Going-forward, there are several factors that could help decide whether or not the FCC could even use its enforcement authority in the VoIP blocking context. Assuming that the FCC does classify DSL providers under Title I, and likewise prevails in the Brand X case (keeping cable modems under Title I), it would need to use its Title I ancillary jurisdiction to enforce 'Net Freedoms. The Commission's ancillary jurisdiction is by no means clear, and is currently under assault in the broadcast flag case - so much so, in fact, that the DC Circuit was openly skeptical of the FCC's jurisdictional grab during oral argument. If the FCC were to lose in the broadcast flag case, it would be at least possible in this context that the FCC's enforcement authority would be proscribed, meaning no 'Net Freedoms. Nor is it clear that a VoIP provider would have a viable antitrust claim in the courts following the Supreme Court's Trinko decision.

Straightforward enough? I thought not.

Enforcing Chairman Powell's 'Net Freedoms
Leaving the jurisdictional issues aside, the second-most notable aspect of the FCC's action is Chairman Powell's call for ex post enforcement of his 'Net Freedoms. From his statement:

In my view, the surest way to preserve 'Net Freedom is to handle these issues in an enforcement context where hypothetical worriers give way to concrete and - as we have shown today - real solutions.

This approach attempts to steer the FCC in a direction that Phil Weiser has previously advocated, by "announcing a nondiscrimination standard [i.e., 'Net Freedoms] developed by after-the-fact judgments." To be sure, this "threat of regulation" needs a certain degree of regulatory modesty to be effective, but is far more preferable to an ex ante approach in addressing activities that may have a legitimate business purpose, such as consumer-beneficial price discrimination. On the other hand, one may point to the settlement here ($15,000) as raising the risk that such an approach may cause broadband providers to view ex post enforcement as a cost of doing business.

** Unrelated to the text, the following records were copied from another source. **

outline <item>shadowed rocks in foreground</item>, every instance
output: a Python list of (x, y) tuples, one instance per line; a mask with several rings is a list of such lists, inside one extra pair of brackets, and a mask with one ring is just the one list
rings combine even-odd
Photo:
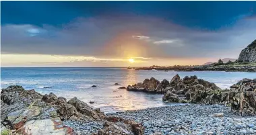
[[(16, 134), (142, 134), (143, 126), (133, 120), (108, 117), (74, 97), (67, 101), (50, 93), (42, 95), (18, 85), (2, 89), (1, 126)], [(63, 121), (97, 123), (100, 128), (76, 132)], [(38, 127), (38, 128), (34, 128)], [(2, 127), (1, 127), (2, 128)], [(2, 128), (1, 128), (2, 129)]]
[(183, 79), (176, 75), (170, 82), (161, 83), (152, 77), (143, 83), (129, 85), (127, 91), (164, 93), (163, 101), (226, 104), (241, 115), (256, 114), (256, 79), (244, 79), (230, 87), (221, 89), (214, 83), (186, 76)]

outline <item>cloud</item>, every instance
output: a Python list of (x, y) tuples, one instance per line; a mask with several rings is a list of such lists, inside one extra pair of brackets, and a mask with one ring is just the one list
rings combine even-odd
[(174, 42), (174, 41), (172, 40), (160, 40), (160, 41), (155, 41), (154, 42), (154, 44), (170, 44), (170, 43), (173, 43), (173, 42)]
[(255, 21), (241, 19), (216, 31), (135, 16), (77, 18), (61, 27), (8, 24), (1, 26), (1, 51), (106, 59), (236, 58), (241, 48), (255, 40)]
[(132, 36), (133, 38), (137, 38), (139, 40), (145, 40), (145, 39), (150, 39), (150, 37), (148, 36)]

Undoubtedly, this unfortunate episode will provide a valuable anecdote for net neutrality advocates, as the extreme position of the "deregulationist" side - i.e., that VoIP blocking will not occur - has been exposed as sheer sophistry.

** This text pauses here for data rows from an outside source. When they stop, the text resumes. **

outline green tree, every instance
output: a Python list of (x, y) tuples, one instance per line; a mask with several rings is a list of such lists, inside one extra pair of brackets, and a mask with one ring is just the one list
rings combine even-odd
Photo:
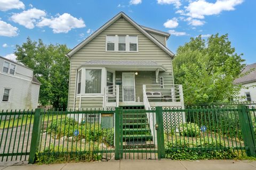
[(45, 45), (41, 39), (29, 37), (14, 52), (18, 62), (34, 70), (41, 83), (39, 100), (43, 105), (66, 108), (67, 104), (69, 61), (65, 54), (69, 51), (66, 45)]
[(242, 55), (235, 53), (227, 34), (206, 41), (200, 35), (180, 46), (173, 71), (175, 83), (183, 85), (185, 103), (230, 101), (241, 88), (233, 82), (245, 66)]

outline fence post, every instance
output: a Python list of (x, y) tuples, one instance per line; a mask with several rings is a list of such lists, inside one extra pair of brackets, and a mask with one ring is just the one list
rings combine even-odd
[(29, 164), (33, 164), (35, 161), (36, 154), (38, 150), (40, 134), (41, 132), (42, 115), (44, 109), (36, 108), (34, 117), (33, 129), (31, 136), (30, 150), (29, 151)]
[(115, 159), (120, 159), (120, 109), (116, 107), (115, 112)]
[(241, 126), (242, 133), (244, 139), (244, 146), (249, 148), (246, 150), (247, 156), (256, 155), (256, 141), (252, 126), (252, 118), (248, 106), (245, 105), (238, 106), (239, 121)]
[(156, 107), (156, 122), (158, 125), (157, 128), (157, 153), (158, 159), (165, 158), (164, 137), (164, 122), (163, 120), (163, 107)]

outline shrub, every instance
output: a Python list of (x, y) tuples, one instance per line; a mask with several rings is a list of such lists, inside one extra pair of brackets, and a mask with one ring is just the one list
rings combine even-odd
[(200, 129), (194, 123), (185, 123), (180, 128), (180, 134), (185, 137), (198, 137), (200, 135)]

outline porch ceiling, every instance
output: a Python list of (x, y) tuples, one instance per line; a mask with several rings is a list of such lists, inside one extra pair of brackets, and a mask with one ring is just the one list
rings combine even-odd
[(81, 66), (104, 67), (115, 71), (165, 71), (165, 68), (151, 61), (92, 60), (82, 64)]

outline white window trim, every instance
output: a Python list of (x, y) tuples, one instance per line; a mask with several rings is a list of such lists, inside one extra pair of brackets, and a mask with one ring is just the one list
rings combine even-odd
[[(9, 96), (8, 97), (8, 101), (3, 101), (3, 98), (4, 97), (4, 90), (5, 89), (9, 89), (10, 90), (9, 91)], [(10, 102), (10, 99), (11, 98), (11, 93), (12, 89), (9, 88), (4, 88), (4, 90), (3, 91), (3, 95), (2, 96), (2, 98), (1, 98), (1, 101), (3, 103), (9, 103)]]
[[(4, 63), (9, 63), (9, 67), (8, 67), (8, 72), (7, 73), (5, 73), (4, 72)], [(14, 73), (13, 74), (11, 74), (10, 73), (10, 72), (11, 71), (11, 66), (12, 65), (15, 65), (15, 69), (14, 69)], [(12, 63), (11, 63), (11, 62), (6, 62), (6, 61), (4, 61), (4, 63), (3, 63), (3, 68), (2, 69), (2, 72), (4, 73), (4, 74), (10, 74), (10, 75), (15, 75), (15, 74), (16, 74), (16, 69), (17, 68), (17, 65), (16, 64), (14, 64)]]
[(249, 95), (250, 95), (250, 98), (251, 98), (251, 101), (252, 101), (252, 96), (251, 96), (251, 92), (250, 92), (250, 91), (245, 91), (245, 92), (244, 92), (244, 95), (245, 96), (245, 100), (246, 100), (246, 101), (248, 101), (248, 100), (247, 100), (246, 93), (249, 93)]
[[(115, 36), (115, 47), (114, 50), (108, 50), (108, 42), (107, 41), (107, 37)], [(125, 36), (125, 51), (119, 51), (118, 50), (118, 36)], [(130, 44), (129, 41), (129, 36), (137, 36), (137, 50), (136, 51), (130, 51)], [(106, 35), (105, 38), (105, 52), (115, 52), (115, 53), (138, 53), (139, 52), (139, 36), (134, 35)]]
[[(99, 94), (86, 94), (85, 93), (85, 72), (86, 69), (95, 69), (95, 70), (101, 70), (101, 92)], [(107, 77), (107, 70), (105, 67), (82, 67), (77, 70), (78, 72), (82, 70), (82, 77), (81, 77), (81, 93), (77, 94), (77, 90), (76, 90), (76, 96), (101, 96), (103, 95), (105, 93), (105, 88), (107, 86), (107, 80), (106, 78)], [(76, 81), (76, 87), (78, 87), (78, 84), (77, 80)]]

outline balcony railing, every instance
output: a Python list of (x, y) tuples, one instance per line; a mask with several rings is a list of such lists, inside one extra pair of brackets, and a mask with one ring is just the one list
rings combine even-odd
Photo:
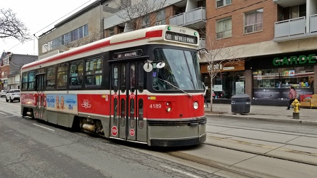
[(311, 29), (309, 31), (311, 33), (317, 32), (317, 14), (311, 15), (310, 21)]
[(199, 7), (169, 18), (169, 23), (186, 26), (206, 20), (206, 8)]
[(303, 34), (306, 17), (292, 19), (275, 23), (275, 38)]
[[(306, 31), (307, 25), (305, 16), (276, 22), (275, 38), (296, 36), (301, 38), (300, 36), (305, 37), (306, 36), (317, 34), (317, 14), (310, 16), (308, 23), (309, 29), (307, 29)], [(307, 38), (307, 36), (306, 37)]]

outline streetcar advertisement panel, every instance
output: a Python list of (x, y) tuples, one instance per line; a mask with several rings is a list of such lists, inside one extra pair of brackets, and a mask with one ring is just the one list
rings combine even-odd
[(77, 95), (71, 94), (47, 94), (48, 110), (63, 111), (76, 114), (78, 112)]

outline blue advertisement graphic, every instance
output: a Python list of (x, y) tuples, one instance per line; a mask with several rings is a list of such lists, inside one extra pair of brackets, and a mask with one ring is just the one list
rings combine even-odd
[(78, 112), (77, 95), (71, 94), (47, 94), (46, 107), (49, 110), (64, 111), (76, 114)]

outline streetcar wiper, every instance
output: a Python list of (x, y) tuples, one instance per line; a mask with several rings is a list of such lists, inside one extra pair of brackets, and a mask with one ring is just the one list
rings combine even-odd
[(170, 85), (171, 85), (171, 86), (173, 86), (173, 87), (175, 87), (176, 88), (177, 88), (177, 89), (180, 90), (181, 91), (183, 92), (184, 93), (187, 94), (187, 95), (188, 95), (188, 96), (190, 96), (190, 97), (192, 97), (192, 96), (193, 96), (193, 95), (191, 95), (191, 94), (189, 94), (189, 93), (188, 93), (187, 92), (183, 90), (182, 89), (181, 89), (180, 88), (177, 87), (176, 85), (173, 85), (173, 83), (170, 83), (170, 82), (168, 82), (168, 81), (166, 81), (166, 80), (165, 80), (161, 79), (161, 78), (157, 78), (157, 77), (156, 77), (156, 78), (158, 79), (158, 80), (161, 80), (161, 81), (163, 81), (163, 82), (166, 83), (167, 84), (169, 84)]

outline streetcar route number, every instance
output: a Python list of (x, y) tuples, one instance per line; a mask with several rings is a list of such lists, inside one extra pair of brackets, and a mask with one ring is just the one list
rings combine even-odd
[(151, 104), (150, 105), (150, 108), (152, 108), (152, 109), (160, 109), (160, 108), (162, 108), (162, 105), (161, 105), (161, 104)]

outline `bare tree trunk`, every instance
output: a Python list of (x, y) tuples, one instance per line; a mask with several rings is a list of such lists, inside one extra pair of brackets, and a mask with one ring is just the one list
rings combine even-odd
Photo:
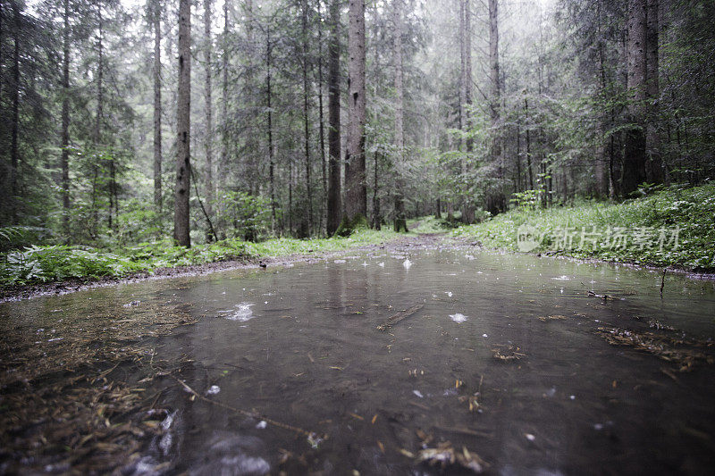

On the other hand, this is not a powerful enough example to settle what Professor Lessig called the "ICE vs. ICK" debate at Silicon Flatirons last month. ICE, or the "internalization of complementary externalities," holds that even a platform monopolist will have an incentive to allow access to its platform if it is profitable to do so. However, as Phil Weiser and Joseph Farrell have illustrated in this paper, the ICE principle is riddled with exceptions. One such exception, which could have applied in this case (as one can only guess about Madison River's motives), occurs where an "incompetent incumbent" does not behave as ICE predicts, because the management of that company simply does not understand ICE to begin with. In other words, Madison River acted stupidly, which seems self-evident here.

The Role of Legacy Regulation
That a rural LEC would elect to block VoIP services is less surprising - but no less forgivable - than if a major broadband provider had chosen to do so. Some rural LECs receive a substantial majority of their revenues through access charges, and VoIP presents a potential path to access avoidance. This is, then, another possible exception to ICE and another possible motive in this case. But in the absence of intercarrier compensation and universal service reform, it is an exception which threatens to swallow the rule.

In sum, the FCC must perform a high-wire routine in order to counter anticompetitive behavior in the broadband marketplace. The FCC's shaky jurisdiction is yet another condemnation of the '96 Act, while Madison River's condemnable actions may be more directly tied to regulatory procrastination. As for solutions, a new model to regulate anticompetitive behavior based on the FTC has a lot of appeal, but I'll leave further exploration of this and other options to the experts.